АЭА: Действительно зачем? Будет максимум ( выше текущей инфляции ) плюс потом «по инфляции». Ну как бы и волки и овцы. Только потребители и экономика голодными останутся. Зато мы будем спать спокойно.
Ъ: А в спред между ценой по инфляции и текущей прогнозной ценой (58,7 млрд руб. в 2022 году, 851,2 млрд руб. в 2035 году) будет заложен тот объем средств, который может быть направлен на модернизацию?
В.К.: Давайте так, этот объем средств может быть направлен не только на модернизацию ТЭС, потому что в поручении президента говорилось о том, что необходимо посчитать нагрузку с учетом еще других факторов — атомная энергетика, ВИЭ и т. д. Мы провели расчеты для того, чтобы понимать, на что могут рассчитывать все энергетики.

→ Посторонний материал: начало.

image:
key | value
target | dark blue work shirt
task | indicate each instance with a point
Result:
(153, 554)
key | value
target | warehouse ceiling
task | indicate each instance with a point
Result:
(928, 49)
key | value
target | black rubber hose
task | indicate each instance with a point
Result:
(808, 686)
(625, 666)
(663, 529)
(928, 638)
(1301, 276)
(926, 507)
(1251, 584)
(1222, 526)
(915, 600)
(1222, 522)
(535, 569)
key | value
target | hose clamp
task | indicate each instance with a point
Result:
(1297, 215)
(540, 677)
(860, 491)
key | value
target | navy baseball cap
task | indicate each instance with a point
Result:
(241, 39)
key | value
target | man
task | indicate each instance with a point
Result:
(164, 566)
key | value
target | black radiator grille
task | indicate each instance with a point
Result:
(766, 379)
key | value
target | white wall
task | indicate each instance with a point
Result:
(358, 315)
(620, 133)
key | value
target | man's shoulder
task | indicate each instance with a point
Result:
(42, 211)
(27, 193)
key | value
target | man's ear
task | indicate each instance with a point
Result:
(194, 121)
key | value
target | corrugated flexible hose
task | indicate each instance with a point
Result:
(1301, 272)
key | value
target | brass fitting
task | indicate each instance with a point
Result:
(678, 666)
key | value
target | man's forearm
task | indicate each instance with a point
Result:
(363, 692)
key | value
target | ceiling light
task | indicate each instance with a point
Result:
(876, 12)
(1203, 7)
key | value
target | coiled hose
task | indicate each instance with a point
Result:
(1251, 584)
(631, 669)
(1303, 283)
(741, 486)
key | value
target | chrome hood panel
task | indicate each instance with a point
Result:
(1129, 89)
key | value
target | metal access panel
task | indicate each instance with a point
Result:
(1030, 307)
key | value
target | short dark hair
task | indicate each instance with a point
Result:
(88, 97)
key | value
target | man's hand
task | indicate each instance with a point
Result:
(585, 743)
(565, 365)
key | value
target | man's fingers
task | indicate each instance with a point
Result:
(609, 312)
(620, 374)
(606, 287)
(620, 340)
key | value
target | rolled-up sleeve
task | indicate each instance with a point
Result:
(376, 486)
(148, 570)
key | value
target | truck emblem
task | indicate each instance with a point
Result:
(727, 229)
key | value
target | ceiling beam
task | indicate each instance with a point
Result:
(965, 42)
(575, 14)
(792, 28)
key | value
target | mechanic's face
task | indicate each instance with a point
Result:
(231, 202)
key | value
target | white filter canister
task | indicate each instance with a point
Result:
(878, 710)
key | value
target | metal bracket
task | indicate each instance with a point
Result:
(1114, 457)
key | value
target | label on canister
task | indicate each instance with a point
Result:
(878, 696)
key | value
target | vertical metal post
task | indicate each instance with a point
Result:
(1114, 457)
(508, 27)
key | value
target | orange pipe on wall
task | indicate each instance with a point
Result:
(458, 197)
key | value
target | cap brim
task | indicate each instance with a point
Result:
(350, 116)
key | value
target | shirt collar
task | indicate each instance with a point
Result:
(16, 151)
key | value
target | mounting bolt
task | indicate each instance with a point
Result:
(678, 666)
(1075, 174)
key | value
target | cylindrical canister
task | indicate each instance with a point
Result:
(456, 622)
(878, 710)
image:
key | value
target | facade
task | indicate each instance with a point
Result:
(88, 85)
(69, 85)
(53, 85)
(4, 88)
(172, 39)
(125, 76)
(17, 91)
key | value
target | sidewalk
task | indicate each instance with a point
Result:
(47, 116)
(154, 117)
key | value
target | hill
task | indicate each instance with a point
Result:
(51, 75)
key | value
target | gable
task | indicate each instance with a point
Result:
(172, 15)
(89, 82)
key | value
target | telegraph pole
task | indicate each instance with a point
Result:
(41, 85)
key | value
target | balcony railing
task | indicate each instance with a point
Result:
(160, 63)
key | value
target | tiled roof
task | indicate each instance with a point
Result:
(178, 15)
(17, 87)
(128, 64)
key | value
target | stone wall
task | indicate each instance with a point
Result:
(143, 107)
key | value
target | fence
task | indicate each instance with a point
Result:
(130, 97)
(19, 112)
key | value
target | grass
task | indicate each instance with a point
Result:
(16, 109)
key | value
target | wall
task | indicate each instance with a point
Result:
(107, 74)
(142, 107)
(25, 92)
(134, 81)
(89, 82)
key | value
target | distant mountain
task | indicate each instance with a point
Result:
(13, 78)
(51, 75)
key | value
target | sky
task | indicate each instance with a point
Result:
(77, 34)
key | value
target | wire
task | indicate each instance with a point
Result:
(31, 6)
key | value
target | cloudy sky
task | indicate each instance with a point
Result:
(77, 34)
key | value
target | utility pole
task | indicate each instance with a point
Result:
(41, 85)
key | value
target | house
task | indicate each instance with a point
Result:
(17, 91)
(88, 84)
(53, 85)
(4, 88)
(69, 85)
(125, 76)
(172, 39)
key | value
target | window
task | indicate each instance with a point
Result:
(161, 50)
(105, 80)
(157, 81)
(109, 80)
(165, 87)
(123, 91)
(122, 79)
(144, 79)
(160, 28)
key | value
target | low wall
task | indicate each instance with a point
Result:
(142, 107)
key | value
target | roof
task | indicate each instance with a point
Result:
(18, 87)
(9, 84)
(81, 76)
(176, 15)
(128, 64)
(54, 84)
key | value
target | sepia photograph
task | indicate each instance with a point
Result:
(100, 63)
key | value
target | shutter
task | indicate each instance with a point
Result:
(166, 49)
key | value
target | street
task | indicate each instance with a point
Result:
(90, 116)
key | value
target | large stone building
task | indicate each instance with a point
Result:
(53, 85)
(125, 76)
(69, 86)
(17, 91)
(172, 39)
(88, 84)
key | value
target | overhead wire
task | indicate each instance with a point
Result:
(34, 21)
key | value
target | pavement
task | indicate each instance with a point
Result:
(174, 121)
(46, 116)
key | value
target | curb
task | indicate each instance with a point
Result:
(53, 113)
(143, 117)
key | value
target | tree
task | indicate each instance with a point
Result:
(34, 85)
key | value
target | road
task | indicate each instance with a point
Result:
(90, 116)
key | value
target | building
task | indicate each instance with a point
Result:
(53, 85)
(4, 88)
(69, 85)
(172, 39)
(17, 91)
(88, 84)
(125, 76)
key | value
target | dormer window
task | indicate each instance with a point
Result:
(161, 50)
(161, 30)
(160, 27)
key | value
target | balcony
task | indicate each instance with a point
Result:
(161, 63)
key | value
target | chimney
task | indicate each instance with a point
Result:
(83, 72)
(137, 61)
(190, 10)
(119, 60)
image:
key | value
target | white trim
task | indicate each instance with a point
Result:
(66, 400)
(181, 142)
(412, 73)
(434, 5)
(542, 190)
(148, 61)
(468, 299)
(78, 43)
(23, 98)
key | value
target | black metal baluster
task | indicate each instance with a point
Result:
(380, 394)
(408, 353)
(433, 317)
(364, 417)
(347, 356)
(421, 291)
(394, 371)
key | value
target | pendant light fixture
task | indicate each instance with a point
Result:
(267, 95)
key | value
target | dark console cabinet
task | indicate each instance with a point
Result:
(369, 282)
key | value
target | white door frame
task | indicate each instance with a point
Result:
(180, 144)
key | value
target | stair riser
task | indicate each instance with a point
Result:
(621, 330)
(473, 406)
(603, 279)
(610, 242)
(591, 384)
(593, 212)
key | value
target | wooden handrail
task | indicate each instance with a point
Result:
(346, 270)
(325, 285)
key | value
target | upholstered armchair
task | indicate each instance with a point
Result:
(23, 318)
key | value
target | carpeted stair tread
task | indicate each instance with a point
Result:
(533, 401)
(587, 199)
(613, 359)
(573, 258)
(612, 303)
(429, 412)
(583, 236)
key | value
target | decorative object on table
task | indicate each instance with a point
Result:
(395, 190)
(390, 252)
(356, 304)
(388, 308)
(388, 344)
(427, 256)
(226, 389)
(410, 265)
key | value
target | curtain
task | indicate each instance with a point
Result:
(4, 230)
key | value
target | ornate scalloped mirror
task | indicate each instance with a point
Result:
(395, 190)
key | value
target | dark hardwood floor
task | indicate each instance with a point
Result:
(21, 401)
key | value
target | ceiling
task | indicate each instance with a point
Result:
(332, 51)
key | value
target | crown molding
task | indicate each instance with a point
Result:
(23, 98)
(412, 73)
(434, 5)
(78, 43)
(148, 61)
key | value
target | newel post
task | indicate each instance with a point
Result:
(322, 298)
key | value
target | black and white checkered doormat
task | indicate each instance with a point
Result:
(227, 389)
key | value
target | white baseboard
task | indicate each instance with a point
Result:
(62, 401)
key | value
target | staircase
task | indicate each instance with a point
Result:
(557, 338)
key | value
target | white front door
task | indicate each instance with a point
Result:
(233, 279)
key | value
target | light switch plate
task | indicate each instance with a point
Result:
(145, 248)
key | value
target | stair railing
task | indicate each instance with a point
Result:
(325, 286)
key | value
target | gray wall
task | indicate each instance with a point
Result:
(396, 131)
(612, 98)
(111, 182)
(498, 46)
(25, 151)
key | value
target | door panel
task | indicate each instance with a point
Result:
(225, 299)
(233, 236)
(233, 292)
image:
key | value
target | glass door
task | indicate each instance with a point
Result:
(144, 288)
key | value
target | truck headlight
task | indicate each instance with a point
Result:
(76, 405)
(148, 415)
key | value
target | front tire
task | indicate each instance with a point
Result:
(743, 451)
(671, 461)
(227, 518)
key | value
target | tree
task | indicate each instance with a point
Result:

АЭА: Текущая прогнозная цена – она ведь тоже с инфляцией, если мы правильно понимаем. Вопрос в том, как её считали на 20 лет вперед: если просто «без ДПМ модернизации» по сценарным условиям «как сейчас», без учета рыночных факторов, включая возможный дефицит или избыток, изменения технологий и т.д., по сценариям Минэкономразвития (которые на таких промежутках прогнозирования никогда еще не сбывались, и о чем, кстати, новый замминистра говорит в аналогичном интервью), то все это – «вилами по воде», не более того. Такие вещи в принципе не должны лежать в основе принимаемых решений в рыночной экономике – это аксиома. То, о чем говорится, расчетный спред – это дельта сверх фактической инфляции цен на электроэнергию, рассчитанная по индексу прогнозной инфляции от максимума 2021. И она в итоге совсем не 1,5 триллиона к 2035 году, а много больше. Говорят уже то ли 2, то ли 3. А к окончанию сроков платежей – к сороковым годам? Это такой виртуальный "мешок" из платежей потребителей, из которого и собираются черпать, по-видимому. И который будет все пухнуть и пухнуть за пределами 2035 года. Perpetuum DPMile.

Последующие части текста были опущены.